East Third Street group envisions new 2-way traffic flow
After a period of inactivity, the East Third Street/Old City Gateway Commission was back Wednesday meeting at City Hall to look at ways to redevelop areas east of Market Street.
The commission consists mostly of business owners, developers, and city and Lycoming County officials and is joining forces on a proposed plan to redevelop a portion of the central business district.
However, it is facing a stumbling block as the state Department of Transportation engineers differ on a portion of the street.
The commission’s goal is to convince department engineers to see the value of a continuous route on East Third Street as a two-way corridor between Market and Mulberry streets, according to Mayor Gabriel J. Campana.
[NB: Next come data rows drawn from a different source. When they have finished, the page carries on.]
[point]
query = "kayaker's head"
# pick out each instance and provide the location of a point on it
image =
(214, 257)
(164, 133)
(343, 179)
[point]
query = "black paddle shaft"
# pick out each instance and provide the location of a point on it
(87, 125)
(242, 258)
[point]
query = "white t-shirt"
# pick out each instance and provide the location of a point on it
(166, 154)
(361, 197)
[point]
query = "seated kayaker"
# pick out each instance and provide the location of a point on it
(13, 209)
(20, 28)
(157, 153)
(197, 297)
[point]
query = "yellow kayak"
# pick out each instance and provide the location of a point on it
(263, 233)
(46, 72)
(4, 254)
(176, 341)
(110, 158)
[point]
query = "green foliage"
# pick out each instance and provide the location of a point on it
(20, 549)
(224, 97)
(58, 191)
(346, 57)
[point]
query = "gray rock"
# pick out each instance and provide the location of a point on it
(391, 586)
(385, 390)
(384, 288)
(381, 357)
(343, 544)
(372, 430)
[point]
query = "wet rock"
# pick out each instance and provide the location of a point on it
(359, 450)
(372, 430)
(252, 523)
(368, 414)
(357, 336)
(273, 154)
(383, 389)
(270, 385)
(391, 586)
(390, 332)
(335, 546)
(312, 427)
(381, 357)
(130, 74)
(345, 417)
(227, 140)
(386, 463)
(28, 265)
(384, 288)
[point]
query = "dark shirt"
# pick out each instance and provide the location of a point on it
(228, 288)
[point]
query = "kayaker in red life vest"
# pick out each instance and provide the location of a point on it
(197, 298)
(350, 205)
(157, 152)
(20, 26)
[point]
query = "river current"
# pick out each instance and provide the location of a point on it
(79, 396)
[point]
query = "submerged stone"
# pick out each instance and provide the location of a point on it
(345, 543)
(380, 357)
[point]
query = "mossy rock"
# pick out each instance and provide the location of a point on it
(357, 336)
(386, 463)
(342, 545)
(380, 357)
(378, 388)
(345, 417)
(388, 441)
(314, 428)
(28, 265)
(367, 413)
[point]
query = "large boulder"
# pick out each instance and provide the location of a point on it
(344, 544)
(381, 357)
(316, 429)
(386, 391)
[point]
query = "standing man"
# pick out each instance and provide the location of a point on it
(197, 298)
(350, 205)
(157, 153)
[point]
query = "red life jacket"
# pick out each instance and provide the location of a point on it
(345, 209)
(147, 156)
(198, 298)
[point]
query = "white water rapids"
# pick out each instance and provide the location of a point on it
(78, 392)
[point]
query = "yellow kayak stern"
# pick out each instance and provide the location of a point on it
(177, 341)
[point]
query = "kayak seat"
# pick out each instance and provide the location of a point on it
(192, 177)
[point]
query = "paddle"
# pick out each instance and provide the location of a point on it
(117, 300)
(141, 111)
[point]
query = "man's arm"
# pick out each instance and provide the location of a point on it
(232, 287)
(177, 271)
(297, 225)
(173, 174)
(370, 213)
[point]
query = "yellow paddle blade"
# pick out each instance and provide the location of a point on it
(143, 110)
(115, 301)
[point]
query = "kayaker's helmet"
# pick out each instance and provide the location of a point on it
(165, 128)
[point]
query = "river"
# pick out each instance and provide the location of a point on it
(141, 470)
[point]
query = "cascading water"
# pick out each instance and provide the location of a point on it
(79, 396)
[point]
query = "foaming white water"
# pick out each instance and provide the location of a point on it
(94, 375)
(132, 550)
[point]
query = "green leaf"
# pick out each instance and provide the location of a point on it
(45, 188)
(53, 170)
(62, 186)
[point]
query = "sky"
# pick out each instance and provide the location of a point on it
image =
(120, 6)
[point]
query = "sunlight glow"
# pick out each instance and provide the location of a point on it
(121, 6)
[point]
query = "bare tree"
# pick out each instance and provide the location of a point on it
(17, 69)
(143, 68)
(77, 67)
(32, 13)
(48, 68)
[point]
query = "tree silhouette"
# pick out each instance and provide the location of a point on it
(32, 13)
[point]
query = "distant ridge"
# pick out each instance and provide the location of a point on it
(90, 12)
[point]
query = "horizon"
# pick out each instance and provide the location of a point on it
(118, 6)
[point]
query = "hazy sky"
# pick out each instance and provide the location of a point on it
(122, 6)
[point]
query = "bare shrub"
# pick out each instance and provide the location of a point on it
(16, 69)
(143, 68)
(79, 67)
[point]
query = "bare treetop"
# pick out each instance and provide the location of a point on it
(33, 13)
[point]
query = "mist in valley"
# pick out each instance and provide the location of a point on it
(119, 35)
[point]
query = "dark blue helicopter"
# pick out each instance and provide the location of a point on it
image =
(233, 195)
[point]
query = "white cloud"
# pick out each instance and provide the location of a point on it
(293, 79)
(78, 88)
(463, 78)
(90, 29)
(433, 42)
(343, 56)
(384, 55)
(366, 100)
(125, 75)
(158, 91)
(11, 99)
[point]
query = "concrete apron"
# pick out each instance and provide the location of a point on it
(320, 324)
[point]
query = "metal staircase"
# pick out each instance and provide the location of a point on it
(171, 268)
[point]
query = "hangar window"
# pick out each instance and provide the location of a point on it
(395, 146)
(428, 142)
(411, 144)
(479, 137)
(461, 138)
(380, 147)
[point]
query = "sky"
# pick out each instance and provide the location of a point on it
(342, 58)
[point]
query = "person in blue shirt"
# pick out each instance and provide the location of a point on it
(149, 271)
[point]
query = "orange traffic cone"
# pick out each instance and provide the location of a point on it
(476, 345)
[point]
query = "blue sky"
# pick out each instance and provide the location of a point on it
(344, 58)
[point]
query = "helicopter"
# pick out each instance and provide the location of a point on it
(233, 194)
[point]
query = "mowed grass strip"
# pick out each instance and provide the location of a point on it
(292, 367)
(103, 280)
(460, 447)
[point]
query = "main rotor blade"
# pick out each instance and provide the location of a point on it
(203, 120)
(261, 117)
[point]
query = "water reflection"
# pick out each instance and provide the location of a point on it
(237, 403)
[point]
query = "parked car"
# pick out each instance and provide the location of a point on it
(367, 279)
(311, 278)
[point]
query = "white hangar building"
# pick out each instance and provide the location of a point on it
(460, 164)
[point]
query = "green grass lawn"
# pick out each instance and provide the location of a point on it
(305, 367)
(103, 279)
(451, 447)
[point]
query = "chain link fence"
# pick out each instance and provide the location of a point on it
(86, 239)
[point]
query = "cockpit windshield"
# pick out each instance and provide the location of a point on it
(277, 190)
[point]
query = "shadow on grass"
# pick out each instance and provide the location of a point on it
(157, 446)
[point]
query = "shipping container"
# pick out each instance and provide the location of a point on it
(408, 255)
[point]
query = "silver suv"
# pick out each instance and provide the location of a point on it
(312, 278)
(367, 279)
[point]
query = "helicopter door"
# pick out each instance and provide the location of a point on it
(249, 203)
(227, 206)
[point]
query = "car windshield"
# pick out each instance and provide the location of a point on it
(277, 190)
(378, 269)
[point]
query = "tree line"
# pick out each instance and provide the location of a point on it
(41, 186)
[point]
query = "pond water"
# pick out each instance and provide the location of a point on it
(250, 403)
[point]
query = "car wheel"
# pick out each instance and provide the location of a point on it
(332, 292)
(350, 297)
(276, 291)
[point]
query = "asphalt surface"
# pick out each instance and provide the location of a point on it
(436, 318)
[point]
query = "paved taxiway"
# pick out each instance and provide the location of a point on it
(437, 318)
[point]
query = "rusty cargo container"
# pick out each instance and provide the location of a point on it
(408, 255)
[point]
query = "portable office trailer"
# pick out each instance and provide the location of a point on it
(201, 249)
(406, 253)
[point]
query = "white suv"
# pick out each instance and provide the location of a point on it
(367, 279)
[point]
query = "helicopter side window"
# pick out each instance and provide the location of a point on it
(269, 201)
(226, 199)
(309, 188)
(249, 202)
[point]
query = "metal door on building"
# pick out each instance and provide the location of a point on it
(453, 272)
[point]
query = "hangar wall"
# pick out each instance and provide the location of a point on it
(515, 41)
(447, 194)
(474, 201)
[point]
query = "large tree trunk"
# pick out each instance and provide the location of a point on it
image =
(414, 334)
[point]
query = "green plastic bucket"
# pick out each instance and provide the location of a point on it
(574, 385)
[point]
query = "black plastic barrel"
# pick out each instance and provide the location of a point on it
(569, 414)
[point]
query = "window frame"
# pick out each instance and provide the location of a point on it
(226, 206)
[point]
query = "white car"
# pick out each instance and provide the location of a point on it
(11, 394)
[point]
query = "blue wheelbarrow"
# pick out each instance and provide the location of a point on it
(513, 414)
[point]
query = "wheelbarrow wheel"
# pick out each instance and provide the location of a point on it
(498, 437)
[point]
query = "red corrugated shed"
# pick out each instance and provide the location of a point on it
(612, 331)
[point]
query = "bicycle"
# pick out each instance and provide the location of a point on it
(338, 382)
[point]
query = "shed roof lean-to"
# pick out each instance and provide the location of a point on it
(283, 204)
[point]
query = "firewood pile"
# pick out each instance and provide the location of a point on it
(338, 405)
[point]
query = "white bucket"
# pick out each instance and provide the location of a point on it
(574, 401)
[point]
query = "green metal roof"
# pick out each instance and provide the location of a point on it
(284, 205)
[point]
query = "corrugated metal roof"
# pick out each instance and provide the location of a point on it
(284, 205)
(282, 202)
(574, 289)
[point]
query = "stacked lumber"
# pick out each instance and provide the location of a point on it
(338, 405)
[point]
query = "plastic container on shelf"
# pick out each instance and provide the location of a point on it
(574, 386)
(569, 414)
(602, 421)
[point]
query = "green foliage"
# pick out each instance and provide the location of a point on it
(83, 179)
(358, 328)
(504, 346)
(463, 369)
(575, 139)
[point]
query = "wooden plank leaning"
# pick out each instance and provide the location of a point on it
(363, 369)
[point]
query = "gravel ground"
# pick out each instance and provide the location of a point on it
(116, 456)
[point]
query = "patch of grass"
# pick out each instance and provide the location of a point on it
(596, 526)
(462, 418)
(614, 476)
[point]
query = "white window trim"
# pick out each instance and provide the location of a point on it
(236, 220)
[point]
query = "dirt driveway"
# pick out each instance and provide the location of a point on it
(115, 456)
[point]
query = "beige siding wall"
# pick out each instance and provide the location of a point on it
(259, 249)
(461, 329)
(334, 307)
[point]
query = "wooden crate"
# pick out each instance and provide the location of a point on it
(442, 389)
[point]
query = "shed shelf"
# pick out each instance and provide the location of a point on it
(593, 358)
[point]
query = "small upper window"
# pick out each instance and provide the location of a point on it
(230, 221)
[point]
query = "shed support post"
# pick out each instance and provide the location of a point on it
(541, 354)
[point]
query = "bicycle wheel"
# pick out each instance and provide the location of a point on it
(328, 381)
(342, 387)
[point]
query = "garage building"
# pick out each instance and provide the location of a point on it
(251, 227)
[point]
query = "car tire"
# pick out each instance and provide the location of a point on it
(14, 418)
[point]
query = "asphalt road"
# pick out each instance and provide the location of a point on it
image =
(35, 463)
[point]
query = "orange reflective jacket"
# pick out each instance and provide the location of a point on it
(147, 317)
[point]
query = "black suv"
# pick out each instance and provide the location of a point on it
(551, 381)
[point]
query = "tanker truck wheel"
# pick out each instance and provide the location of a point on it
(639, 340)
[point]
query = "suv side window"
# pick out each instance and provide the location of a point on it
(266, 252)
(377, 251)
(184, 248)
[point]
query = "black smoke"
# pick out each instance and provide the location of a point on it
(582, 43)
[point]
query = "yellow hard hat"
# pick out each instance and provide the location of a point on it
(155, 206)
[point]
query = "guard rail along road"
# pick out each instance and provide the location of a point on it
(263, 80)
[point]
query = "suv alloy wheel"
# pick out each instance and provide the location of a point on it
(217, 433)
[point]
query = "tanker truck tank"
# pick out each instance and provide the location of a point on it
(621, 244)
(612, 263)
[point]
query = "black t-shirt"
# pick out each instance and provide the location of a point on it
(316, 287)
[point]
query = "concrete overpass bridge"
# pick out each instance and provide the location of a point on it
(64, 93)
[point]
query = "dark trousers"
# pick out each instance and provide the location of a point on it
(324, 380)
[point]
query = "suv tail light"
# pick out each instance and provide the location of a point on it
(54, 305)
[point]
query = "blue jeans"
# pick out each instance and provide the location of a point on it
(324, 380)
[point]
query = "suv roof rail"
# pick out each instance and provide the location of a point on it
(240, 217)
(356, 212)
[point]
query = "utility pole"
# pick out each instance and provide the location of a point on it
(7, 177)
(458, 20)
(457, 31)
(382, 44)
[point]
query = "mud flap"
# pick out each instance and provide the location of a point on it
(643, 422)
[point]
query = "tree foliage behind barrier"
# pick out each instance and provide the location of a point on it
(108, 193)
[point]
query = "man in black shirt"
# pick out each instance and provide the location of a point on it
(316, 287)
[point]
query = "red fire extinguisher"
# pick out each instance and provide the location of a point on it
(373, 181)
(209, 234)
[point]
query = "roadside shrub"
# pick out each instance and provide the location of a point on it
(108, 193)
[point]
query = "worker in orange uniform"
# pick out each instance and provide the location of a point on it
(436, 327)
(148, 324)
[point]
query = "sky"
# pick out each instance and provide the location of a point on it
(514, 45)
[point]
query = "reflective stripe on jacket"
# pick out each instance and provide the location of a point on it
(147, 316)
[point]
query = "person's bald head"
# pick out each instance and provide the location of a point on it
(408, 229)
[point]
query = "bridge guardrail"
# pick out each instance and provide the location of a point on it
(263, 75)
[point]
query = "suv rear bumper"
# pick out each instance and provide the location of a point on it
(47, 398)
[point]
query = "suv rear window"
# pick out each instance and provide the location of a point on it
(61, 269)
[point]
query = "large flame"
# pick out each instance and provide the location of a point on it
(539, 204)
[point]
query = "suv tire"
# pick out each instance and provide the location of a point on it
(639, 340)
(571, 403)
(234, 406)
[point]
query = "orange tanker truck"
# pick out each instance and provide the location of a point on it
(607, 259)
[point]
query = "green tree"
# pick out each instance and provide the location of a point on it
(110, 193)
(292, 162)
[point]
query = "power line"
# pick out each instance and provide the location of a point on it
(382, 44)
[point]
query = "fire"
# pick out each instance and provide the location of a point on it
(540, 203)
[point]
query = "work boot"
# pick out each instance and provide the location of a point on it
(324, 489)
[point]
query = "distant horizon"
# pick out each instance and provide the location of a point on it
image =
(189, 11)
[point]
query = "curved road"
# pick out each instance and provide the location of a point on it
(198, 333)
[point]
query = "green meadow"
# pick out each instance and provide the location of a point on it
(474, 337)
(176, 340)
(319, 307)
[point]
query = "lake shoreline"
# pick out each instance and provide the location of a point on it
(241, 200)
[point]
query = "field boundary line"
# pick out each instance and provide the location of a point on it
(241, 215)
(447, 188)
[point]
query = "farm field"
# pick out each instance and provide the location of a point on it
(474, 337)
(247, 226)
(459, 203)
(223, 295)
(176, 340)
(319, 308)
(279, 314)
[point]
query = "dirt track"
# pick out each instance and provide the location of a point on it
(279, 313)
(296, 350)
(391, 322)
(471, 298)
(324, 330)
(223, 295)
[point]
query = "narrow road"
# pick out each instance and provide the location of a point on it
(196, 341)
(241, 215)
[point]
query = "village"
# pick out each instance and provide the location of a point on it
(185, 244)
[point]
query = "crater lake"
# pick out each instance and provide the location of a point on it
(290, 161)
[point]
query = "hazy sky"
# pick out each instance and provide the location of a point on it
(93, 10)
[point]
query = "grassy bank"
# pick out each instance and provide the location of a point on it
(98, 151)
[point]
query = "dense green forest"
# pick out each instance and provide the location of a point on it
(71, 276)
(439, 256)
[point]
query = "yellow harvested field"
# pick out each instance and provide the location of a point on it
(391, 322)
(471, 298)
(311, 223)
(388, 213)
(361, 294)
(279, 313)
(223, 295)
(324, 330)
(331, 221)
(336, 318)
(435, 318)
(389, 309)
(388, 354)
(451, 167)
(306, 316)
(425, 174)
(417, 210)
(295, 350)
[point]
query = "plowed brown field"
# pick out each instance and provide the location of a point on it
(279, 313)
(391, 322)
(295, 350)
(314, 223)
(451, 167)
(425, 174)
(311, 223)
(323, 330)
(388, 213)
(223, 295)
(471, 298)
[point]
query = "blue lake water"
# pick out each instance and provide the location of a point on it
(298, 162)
That’s critical to a multi-modal plan, one that is for motorists, bicyclists, bus riders and pedestrians, according to Mark Murawski, county transportation planning director.
“We want to do what is good for business and for the people of Williamsport,” said Neil Casale, a commission member willing to review the proposals.
Al Clapps, a business developer on the commission, asked what impact state lawmakers might have on the project progressing as envisioned.
He was told it is important to continue to meet with state engineers and find a middle ground.
John Albarano II, commission chairman, is not in favor of a piecemeal project, and said it makes sense for prospective developers to see two-way traffic along the corridor.
Department Secretary Leslie S. Richards is expected to visit the city for the meeting next week to go over issues, including to hear about the “disconnect” between the district headquarters in Montoursville and the city and county idea to keep a more continuous flow of traffic.
PennDOT does not have a problem with two-way traffic on East Third Street, east of Mulberry Street, nor does it have difficulty with the proposal to make Basin Street two-way between East Third and East Fourth streets, creating the intersection at Franklin Street, Murawski said.
In metropolitan areas, district offices are accepting of a traffic model similar to what the city and county have proposed, officials said.
“I don’t believe we should have traffic approved district by district,” he said.
Campana said the department considered the construction schedule of next year and 2019 to be ambitious and it will give the city an answer in a month about the plan, including the two-way corridor.